As the chaotic scenes were broadcast live, protesters took over roads in dozens of neighbourhoods in a bid to keep the police stretched while volunteers flocked to the university to bring supplies.
Jim Poon, a first year student, said he raced back on a moped to join the protests.
"It feels like being humiliated right to our face so I wanted to come back and help," he told AFP. "When the petrol runs out, I will use my hands."
- Change of tactics -
After months of largely confining their most disruptive protests to the weekends, online groups used by protesters have been pushing new tactics targeting the working week.
For the last two days flashmob protesters have blocked roads during the morning rush hour, thrown objects onto rail tracks and held up subway trains, sparking transport chaos throughout the city.
In Central, a district that is home to many blue-chip international firms and luxury shops, thousands of office workers occupied roads for hours on Tuesday chanting: "Fight for freedom, stand with Hong Kong!"
Hundreds of hardcore protesters threw bricks and other objects before retreating when riot police fired tear gas in the shadows of high-end stores.
The scenes were a vivid illustration of how ordinary people are continuing to back the pro-democracy movement -- even as the radicals adopt more violent tactics.
Authorities have offered repeated condemnation but been unable or unwilling to find a solution to the crisis.
"Hong Kong's rule of law has been pushed to the brink of total collapse," police spokesman Kong Wing-cheung told a press conference on Tuesday as he defended the force against seething public anger.
- China tightening control -
China has ruled Hong Kong under a "one country, two systems" framework, which allows the city greater freedoms than on the mainland, since its handover from the British in 1997.
The protest movement has been fuelled by Beijing's tightening control over Hong Kong.
Protesters are demanding a right to freely elect their leaders, as well as an independent inquiry into what they see as police brutality.
But China has steadfastly refused to give any concessions to the protesters, and instead warned of even tougher security measures.
Chinese state media on Tuesday again raised the spectre of the People's Liberation Army being deployed to end the crisis.
The warnings were in response to Monday's violence, in which a man was doused with a flammable liquid and set ablaze by a masked assailant following an argument with pro-democracy protesters.
"This kind of hair-raising behaviour has caused terror and anxiety among the broader Hong Kong public," foreign ministry spokesman Geng Shuang told reporters in Beijing.

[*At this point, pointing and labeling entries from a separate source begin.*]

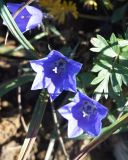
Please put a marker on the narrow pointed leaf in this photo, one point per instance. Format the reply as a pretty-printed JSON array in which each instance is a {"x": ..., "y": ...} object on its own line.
[{"x": 33, "y": 127}]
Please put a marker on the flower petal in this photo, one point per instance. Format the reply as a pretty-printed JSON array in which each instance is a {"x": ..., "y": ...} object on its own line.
[
  {"x": 40, "y": 82},
  {"x": 35, "y": 19},
  {"x": 73, "y": 129},
  {"x": 92, "y": 126},
  {"x": 66, "y": 110},
  {"x": 103, "y": 111}
]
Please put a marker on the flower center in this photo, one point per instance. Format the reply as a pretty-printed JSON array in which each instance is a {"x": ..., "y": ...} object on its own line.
[
  {"x": 59, "y": 66},
  {"x": 87, "y": 109}
]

Britain and the United States called on Beijing and Hong Kong to seek a political solution for protesters and condemned the escalating violence on both sides.
European Union spokeswoman Maja Kocijancic on Tuesday said "it is crucial that all sides exercise restraint."
The far-reaching impact of the situation on lives and livelihoods in the territory makes a credible and swift solution to the unrest imperative," she said, while also calling for a "comprehensive inquiry into the violence, use of force and the root causes of the protests."
Those statements came after a police officer on Monday shot a 21-year-old protester, with that incident broadcast live on Facebook by a bystander.
Both the man set alight and the shot protester remained in critical condition on Tuesday, hospital authorities said.
Tensions had initially spiked following the death last week of a young man who fell from a multi-storey car park during clashes with police.
He was the first student to die in the five months of protests, and protests over the weekend then escalated at the start of the working week.